Kwesell v. Yale University

Like most wellness programs, Yale offers incentives to participants for certain activities, such as getting an annual checkup or specific medical screening. The program was described as voluntary for the university’s 5,000 union workers, but employees who chose not to participate were charged $25 a week, the equivalent of $1,300 per year.

The plaintiffs said the program was not voluntary because it included punishment for non-participation. Given the size of the penalty and the average compensation for many union employees, the “voluntary” program was mandatory for all intents and purposes. Since employees had to share information from medical exams and personal health assessments with multiple wellness vendors, the suit alleged that that program violated two federal laws that protect employee privacy, the Americans with Disabilities Act (ADA) and Genetic Information Nondiscrimination Act (GINA).

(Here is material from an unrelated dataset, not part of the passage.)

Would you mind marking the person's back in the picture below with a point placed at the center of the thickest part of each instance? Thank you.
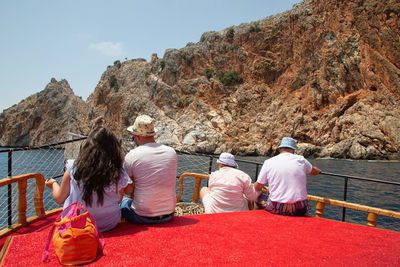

It is important to note that Yale is not the only employer who had a lawsuit filed against it for an employee wellness program. Similar suits have been filed across the country, including cases from government agencies against employers.

Regulatory Environment

Prior to the Yale lawsuit, a ruling from the U.S. District Court for the District of Columbia vacated the original U.S. Equal Employment Opportunity Commission (EEOC) guidance. The ruling argued that the EEOC did not explain the reasoning behind wellness plan compliance obligations with respect to the ADA and GINA. As a result, the EEOC had to reconsider the two regulations surrounding employer-sponsored wellness programs.

On January 7, 2021, the EEOC released the proposed language revising the wellness incentive rules under the ADA and GINA. Before the updated rules had been approved, the Biden administration withdrew the regulations from publication in the Federal Register. The EEOC subsequently confirmed the rules “have been withdrawn from the Office of the Federal Register and removed from the EEOC’s website.”

The new rules, which are expected to be released in 2022, will likely draw a hard line that clinical programs (wellness programs that require employees to disclose clinical or protected health information) must remain voluntary. This means that worksite wellness programs that offer incentives or apply penalties to employees to encourage the completion of biometric screenings, health risk assessments, and other initiatives requiring them to share health information will be in violation.

Fortunately, these programs (biometric screenings and health risk assessments, in particular) offer little value, as has been identified through several studies. With the new ruling, employers will likely accelerate their migration away from these programs (according to a number of reports, this is already occurring but not as quickly as one would expect).

Some employers may choose to comply by keeping their biometric screening and health risk assessments in place and offering an alternative for these programs. Wellness expert Al Lewis describes how this works on a Whiteboard Wednesday session. He gives this example: if an employee can accumulate 100 points by participating in clinical assessments, companies should also offer several non-clinical programs employees can participate instead, such as Wellable and wellness challenges. The key is that the non-clinical options must add up to the 100 as well, so the employee has an equal opportunity to meet the incentive without being forced to share their personal health information.

Settlement

Under terms of the settlement, Yale will continue to offer their employee wellness program but will not charge opt-out fees for four years. The university will also change its practices regarding the transfer of health data in connection with the program and pay $1.29 million, to be distributed among employees covered by the wellness program and to cover attorneys’ fees and costs.

As the new rules become finalized and the pressure from settlements like Yale’s continue to arise, employers serving as defendants in lawsuits will likely choose to settle as well and adapt their programs accordingly. The winner in these outcomes is everyone. Employees get a fairer, better wellness program, and employers take an important step toward a more effective employee wellness initiative.